Türkiye’nin % 80, Kürtlerin % 20 hissesi var
-  Türkiye, Kuzey Irak Bölgesel Kürt Yönetimi (KRG) ile yapılan anlaşmayla, bölgedeki 6 ayrı noktada petrol arama izni aldı.
-  Anlaşma yapılan sahaların tümü daha önce KRG’ye ait idi.
-  Bu işbirliğiyle Hindırın, Çoman, Arbat, Pulkhana, Jabal Kand ve Khalakan sahalarında petrol arama izni için anlaşma yapıldı.
-  Türkiye bu sahalara yurtdışında enerji işleri yapmak için kurduğu Turkish Energy Company (TEC) üzerinden yatırım yaptı.
-  Enerji Bakanı Taner Yıldız’ın açıkladığı Kandil yakınlarındaki Hindırın ve Çoman sahalarında Türkiye’nin yüzde 80, KRG’nin yüzde 20 hissesi var.
-  Türkiye Arbat sahasında da yüzde 80’lik payı elinde tutarken, TEC’in diğer 3 sahadaki payı ise yüzde 40’lara işaret ediyor.
-  Türkiye’nin bu sahalar ve diğer yaptığı yatırımlar eliyle kendi sahalarından günde 1 milyon varil (60 milyon dolarlık) petrolü Kuzey Irak’tan ihraç etmesi planlanıyor.
-  TEC’in bölgedeki tek anlaşması bu 6 sahayla sınırlı değil. TEC, dolayısıyla Türkiye, ABD’li petrol devi ExxonMobil ile 6 sahada daha (Bashiqa, Pirmam, Betwata, Qara Hanjeer, Arbat-East and Al Qush.14) ortaklığa gitti.
-  Kuzey Irak’tan ihraç edilen petrol gelirlerinin Türkiye’de Halkbank’ta açılan hesap üzerinden  kontrol edileceği bildiriliyor.



Rus gazında ek indirim...
Bakan Yıldız, Rusya’dan geçen hafta alınan yüzde 10,25’lik doğalgaz indiriminin, ham petrolün varil fiyatlarına bağlı olarak doğalgazdan bağımsız gelişen bir indirim olduğunu ifade etti.
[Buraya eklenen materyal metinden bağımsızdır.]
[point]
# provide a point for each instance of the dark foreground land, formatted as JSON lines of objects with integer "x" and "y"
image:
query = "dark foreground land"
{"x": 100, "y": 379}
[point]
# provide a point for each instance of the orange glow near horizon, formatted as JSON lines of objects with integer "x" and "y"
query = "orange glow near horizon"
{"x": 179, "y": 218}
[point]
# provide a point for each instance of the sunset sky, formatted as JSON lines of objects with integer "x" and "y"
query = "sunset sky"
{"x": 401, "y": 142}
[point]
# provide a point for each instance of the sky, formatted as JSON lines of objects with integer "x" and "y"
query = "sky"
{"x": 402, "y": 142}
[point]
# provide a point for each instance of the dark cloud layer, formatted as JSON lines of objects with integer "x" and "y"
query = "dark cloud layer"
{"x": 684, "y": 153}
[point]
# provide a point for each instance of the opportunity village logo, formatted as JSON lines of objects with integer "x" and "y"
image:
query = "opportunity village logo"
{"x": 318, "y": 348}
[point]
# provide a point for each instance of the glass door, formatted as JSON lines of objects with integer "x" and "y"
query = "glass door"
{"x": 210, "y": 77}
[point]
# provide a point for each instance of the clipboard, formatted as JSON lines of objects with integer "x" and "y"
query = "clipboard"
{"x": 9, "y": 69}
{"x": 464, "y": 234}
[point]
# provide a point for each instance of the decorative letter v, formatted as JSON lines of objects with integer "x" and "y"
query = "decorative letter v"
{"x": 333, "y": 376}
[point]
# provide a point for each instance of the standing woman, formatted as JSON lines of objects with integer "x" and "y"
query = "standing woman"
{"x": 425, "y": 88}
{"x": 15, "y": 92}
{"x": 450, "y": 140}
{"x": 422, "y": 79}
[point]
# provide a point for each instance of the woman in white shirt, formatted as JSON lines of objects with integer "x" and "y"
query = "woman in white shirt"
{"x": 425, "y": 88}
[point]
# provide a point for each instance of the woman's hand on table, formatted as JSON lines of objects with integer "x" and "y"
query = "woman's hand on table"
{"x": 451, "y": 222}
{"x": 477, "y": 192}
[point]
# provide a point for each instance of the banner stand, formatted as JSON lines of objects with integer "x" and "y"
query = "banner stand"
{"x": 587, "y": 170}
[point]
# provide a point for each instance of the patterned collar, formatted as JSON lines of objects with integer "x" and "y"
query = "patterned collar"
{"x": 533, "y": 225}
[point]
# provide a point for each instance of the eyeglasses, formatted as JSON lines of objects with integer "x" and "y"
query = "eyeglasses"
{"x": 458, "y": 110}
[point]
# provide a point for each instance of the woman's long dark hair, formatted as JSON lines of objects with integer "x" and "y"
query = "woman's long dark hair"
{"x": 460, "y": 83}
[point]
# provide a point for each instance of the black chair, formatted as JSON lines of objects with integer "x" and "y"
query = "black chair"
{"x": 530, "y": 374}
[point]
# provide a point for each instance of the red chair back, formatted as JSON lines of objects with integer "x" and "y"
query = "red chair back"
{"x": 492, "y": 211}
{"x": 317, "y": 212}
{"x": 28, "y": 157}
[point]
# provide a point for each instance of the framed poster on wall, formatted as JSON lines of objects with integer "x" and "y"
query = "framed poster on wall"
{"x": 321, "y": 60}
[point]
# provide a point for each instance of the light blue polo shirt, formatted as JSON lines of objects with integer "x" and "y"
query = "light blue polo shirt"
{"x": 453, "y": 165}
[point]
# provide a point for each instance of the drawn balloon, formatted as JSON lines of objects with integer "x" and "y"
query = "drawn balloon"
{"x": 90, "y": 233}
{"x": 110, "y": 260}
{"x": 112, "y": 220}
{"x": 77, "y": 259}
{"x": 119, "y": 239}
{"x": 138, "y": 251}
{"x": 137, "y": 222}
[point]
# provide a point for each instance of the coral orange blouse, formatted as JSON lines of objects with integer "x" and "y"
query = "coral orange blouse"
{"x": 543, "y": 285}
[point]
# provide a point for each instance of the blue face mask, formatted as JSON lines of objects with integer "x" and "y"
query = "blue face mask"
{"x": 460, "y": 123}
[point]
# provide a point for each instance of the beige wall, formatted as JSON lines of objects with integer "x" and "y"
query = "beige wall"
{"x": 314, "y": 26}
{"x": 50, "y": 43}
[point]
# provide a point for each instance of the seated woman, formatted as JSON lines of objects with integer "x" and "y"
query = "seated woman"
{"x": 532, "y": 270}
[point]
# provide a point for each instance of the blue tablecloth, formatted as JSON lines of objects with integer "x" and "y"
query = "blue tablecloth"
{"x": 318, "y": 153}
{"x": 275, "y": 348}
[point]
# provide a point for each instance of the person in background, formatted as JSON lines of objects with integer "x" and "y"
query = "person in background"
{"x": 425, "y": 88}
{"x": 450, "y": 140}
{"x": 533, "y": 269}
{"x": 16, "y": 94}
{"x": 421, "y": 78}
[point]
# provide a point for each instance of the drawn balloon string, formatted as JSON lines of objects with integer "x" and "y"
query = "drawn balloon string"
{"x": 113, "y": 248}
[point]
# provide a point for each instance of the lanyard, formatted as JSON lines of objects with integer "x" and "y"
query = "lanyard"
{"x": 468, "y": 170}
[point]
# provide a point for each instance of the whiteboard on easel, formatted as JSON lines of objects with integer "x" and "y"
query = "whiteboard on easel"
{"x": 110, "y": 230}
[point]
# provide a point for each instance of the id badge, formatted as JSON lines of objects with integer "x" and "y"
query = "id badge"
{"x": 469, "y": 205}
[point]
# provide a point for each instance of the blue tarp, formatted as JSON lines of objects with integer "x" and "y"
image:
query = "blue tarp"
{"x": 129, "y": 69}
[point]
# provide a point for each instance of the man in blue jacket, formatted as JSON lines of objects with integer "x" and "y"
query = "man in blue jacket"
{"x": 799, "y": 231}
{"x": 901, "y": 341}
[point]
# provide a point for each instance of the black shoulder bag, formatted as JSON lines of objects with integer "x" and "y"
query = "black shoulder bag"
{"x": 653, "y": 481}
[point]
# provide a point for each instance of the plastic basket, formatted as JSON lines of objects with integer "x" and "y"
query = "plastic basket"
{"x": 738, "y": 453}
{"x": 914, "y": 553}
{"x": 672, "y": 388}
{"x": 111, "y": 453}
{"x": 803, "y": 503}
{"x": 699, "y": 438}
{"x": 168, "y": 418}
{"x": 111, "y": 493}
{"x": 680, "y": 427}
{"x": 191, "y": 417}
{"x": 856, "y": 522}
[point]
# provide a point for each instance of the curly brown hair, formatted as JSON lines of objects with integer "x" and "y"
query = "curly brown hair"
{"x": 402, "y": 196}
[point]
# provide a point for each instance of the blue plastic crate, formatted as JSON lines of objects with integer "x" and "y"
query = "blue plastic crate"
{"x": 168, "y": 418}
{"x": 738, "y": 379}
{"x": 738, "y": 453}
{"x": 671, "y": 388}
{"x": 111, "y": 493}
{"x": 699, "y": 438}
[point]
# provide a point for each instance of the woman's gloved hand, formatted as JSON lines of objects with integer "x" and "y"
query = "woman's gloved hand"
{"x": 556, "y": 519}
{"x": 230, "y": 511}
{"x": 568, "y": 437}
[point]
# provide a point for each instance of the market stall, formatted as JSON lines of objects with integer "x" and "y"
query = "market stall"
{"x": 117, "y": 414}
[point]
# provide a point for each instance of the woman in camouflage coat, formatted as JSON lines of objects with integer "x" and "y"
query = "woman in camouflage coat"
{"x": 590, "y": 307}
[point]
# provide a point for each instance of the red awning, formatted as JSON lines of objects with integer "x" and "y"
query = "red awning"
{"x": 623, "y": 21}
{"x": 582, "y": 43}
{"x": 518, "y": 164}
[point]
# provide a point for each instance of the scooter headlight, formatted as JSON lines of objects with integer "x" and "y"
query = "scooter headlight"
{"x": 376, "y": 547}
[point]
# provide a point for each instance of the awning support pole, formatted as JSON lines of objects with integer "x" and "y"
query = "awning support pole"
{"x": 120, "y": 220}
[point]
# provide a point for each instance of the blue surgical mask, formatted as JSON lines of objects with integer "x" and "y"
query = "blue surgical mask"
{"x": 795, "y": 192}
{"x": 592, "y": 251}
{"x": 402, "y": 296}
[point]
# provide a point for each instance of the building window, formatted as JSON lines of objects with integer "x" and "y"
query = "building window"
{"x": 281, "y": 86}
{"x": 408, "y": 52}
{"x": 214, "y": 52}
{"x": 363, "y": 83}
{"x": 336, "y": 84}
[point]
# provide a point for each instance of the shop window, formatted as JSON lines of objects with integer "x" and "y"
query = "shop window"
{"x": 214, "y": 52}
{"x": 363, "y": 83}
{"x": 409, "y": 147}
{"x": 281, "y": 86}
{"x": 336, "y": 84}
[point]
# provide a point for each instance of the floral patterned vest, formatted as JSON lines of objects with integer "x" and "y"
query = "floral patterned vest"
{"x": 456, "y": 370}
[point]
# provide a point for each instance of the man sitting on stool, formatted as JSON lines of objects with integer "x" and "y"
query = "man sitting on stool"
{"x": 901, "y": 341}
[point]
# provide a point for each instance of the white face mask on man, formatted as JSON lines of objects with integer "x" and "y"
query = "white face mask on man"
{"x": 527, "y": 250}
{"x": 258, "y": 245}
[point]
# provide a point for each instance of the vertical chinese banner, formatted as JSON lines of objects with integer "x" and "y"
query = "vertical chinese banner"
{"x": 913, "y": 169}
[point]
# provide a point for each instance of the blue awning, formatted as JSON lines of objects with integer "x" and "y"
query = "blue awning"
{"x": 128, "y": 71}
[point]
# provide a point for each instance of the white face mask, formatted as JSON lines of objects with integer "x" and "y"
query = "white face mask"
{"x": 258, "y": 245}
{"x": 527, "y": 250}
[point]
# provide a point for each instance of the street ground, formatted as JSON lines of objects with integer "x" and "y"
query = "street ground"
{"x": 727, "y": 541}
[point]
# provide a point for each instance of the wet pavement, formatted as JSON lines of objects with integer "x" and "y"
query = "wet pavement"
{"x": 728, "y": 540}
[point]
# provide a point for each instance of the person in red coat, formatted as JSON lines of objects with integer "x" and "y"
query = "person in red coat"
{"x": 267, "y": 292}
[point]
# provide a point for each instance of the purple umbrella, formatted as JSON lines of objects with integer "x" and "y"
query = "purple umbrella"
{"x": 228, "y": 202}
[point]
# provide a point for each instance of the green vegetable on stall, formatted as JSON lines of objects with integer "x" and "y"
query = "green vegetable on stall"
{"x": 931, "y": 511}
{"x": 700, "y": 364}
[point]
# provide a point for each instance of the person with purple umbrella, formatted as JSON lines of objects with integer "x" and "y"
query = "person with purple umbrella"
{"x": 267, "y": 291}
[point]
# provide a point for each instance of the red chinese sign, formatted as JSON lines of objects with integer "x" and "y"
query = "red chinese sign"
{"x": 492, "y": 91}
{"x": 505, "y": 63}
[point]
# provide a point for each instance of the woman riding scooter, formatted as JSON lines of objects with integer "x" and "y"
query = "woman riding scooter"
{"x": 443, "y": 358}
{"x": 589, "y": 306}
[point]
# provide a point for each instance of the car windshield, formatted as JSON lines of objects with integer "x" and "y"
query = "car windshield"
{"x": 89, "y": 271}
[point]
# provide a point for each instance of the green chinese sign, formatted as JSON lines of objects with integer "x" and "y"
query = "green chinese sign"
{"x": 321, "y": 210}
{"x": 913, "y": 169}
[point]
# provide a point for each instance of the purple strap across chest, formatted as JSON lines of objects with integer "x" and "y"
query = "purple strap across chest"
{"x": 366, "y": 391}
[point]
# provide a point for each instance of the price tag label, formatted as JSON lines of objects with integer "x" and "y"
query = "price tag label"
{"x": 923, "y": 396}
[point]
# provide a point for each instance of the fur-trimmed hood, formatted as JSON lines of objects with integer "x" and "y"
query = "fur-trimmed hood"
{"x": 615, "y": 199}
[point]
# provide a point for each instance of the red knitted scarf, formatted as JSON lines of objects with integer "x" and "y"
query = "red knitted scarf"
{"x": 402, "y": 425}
Ham petrolün varil fiyatlarının düşmeye devam etmesi durumunda formüle bağlı olarak doğalgaz fiyatlarının da düşeceğine dikkati çeken Yıldız, yüzde 10,25’in dışında da indirim olabileceğini belirtti.
Akkuyu’da açılacak liman ihalesine hakkında da konuşan Yıldız, “Bu ihale, özellikle nükleer güç santralleriyle alakalı liman ihalesi martın ikinci yarısına kalmadan tamamlanacaktır. Tahminen 10 Mart civarında bu ihale sonuçlanacak. 9 firma teklif verdi. Bunların hepsi Türkiye’den yatırımcı firmalar. Bizi sevindiren budur” ifadesini kullandı.



Yasak bölgede ölümler sürüyor
Enerji ve Tabii Kaynaklar Bakanlığı ile hacettepe Üniversitesi arasında madencilik alanında imzalanan işbirliği protokolü imza töreninde konuşan Bakan Yıldız, “İş sağlığı ve güvenliği konularında belli kriterleri sağlayamayanları kapattık. Çok acıdır vefat eden maden işçisi kardeşlerimizden 492’si kapatılan yani çalışılması yasak olan yerlerde hayatlarını kaybettiler. O yüzden bizim hem kanun hem mevzuat hem de bütün yönleriyle bunu ele almamız gerekiyor” dedi.